Rethink Robotics outlines what manufacturers need to think about when making the leap into the world of cobots

Collaborative robots, or cobots, are providing manufacturers of all sizes with the capability to automate more than ever before. We know that getting up and running with a cobot quickly is a priority, to see results as soon as possible.

We’ve spent a lot of time in our customers’ factories, and many of our team members came from the manufacturing world themselves.

Here are our top five tips to getting started with cobots to ensure a quick deployment and increase in productivity and quality.

1. Identify and prioritise the right tasks: Cobots present manufacturers with automation opportunities for a variety of applications. Jobs that are mundane, repetitive, ergonomically challenging or high risk are typically ripe for cobot deployment.

We call them the dump, dull and dirty work. Tasks such as packaging, metal stamping, testing and quality inspection, and CNC machine tending, are all areas where a cobot can streamline operations and free humans to work on higher value functions.

Identifying these specific tasks and tackling them out of the gate will help ensure a smooth cobot deployment and drive results faster.

2. Educate and reassure your workforce: Employees might be initially sceptical about robots joining the team. Traditional manufacturing robots have worked apart from humans behind safety caging, but cobots are designed to be collaborative and they’re safe to work alongside humans.

Sawyer, for example, has high resolution force control on all of the arm joints, so it stops moving when it comes into contact with an object.

Workers may also worry about their job security – are these robots here to put me out of work? It’s important to communicate with employees that cobots won’t – and shouldn’t – replace human workers.

Rather, they are designed to handle the more monotonous, error-prone processes, allowing workers to handle the tasks that require more cognition, dexterity and reason.

The more workers know about their cobot teammates, the more likely companies are to maximise the benefits of this form of industrial automation.

3. Think 24/7/365: Cobots don’t need to sleep, or take lunch breaks or holidays. Productivity in the context of a cobot is different from a standard workforce, so it’s important to rethink planning and production schedules.

Cobots can perform overnight and lights out to add a third shift and have parts completed when workers arrive back at the facility.

Or they can fill positions in workcells that are hard to keep staffed so the production line does not have to stop and customer orders can be filled on time. With the possibility to rent Cobots through RobShare as artificial workforce planning becomes even easier and cost effective.
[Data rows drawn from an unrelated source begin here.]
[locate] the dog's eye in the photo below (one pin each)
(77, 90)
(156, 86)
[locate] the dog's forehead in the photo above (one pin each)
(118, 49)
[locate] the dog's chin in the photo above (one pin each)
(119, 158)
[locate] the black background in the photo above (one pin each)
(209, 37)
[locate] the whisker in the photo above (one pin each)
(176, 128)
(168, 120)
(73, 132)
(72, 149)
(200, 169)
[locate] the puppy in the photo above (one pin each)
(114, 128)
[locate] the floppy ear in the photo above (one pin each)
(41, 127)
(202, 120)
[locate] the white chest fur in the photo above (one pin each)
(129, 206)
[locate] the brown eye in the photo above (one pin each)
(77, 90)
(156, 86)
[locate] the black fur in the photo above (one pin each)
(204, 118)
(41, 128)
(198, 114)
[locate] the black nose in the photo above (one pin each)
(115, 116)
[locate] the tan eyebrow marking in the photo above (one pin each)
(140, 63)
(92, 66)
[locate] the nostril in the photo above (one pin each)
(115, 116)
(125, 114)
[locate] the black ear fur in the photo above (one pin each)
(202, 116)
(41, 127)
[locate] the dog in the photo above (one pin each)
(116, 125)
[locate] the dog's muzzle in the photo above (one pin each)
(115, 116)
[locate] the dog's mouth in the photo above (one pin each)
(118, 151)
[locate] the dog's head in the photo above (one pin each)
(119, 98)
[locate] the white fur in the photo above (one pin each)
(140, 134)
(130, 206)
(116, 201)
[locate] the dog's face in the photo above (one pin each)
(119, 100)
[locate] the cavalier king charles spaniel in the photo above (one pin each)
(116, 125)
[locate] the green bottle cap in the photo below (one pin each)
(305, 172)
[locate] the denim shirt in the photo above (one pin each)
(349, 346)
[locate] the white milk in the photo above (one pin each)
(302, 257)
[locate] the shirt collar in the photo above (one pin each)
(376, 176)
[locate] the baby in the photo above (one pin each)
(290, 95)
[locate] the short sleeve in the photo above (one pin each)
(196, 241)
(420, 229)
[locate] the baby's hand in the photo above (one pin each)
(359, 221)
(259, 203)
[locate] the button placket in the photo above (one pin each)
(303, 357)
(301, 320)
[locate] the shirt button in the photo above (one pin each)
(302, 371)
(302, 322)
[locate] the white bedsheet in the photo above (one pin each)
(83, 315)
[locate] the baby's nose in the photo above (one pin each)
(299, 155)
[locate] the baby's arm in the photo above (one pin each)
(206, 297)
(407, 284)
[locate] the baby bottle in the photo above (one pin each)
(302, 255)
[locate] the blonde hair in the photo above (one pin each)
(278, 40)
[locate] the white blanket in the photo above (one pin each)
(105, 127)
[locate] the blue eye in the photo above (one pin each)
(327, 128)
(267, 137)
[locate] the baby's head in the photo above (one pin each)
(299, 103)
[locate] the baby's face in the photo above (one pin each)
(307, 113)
4. Work with your cobot manufacturer/distributor: Your cobot manufacturer and distributor know the best practices for cobots – what tasks are ideal, which grippers are most suited to the application, and how to deploy for a specific environment.

To speed deployment and start seeing positive impacts sooner, draw on the expertise of these partners from the beginning, utilise the training tools and courses they offer, and use them as valuable resource in getting your collaborative robot running effectively, faster.
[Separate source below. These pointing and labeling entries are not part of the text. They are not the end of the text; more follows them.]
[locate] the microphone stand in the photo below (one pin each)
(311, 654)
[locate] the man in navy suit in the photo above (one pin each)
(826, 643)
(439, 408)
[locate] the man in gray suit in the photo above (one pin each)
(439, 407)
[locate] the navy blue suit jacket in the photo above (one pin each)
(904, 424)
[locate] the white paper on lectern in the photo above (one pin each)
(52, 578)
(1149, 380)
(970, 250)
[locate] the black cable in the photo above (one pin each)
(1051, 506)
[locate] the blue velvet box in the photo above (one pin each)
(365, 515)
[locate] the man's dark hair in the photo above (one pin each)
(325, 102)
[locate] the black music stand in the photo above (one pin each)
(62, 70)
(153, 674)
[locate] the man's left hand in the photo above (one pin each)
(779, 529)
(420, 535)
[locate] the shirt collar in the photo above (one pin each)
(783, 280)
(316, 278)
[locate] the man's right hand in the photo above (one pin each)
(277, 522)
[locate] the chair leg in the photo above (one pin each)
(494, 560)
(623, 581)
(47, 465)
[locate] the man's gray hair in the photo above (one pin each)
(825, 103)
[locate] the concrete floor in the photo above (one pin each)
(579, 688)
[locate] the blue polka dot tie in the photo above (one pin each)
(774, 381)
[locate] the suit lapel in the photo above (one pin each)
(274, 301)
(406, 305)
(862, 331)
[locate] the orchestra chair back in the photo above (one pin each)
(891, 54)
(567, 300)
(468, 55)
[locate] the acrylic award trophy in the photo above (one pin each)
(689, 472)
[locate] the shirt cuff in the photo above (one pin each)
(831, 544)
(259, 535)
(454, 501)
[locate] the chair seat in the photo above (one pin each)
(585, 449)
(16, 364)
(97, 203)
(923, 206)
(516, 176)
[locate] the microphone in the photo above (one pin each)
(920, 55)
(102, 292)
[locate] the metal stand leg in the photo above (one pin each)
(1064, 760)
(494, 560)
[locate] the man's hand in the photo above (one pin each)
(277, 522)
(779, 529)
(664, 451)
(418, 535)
5. Learn from your peers and your employees: Collaborative robots are extremely versatile and adaptable. They’ve already been put to work in plastics, contract packaging, metal fabrication, logistics, and electronics manufacturing, just to name a few.

Your industry may have unique challenges – explore how others like you have implemented collaborative robots. Cobots are also meant to work alongside people, and this proximity will inspire your employees to find new ways to work with cobots, different processes for improving production results, and new opportunities for cobot deployments.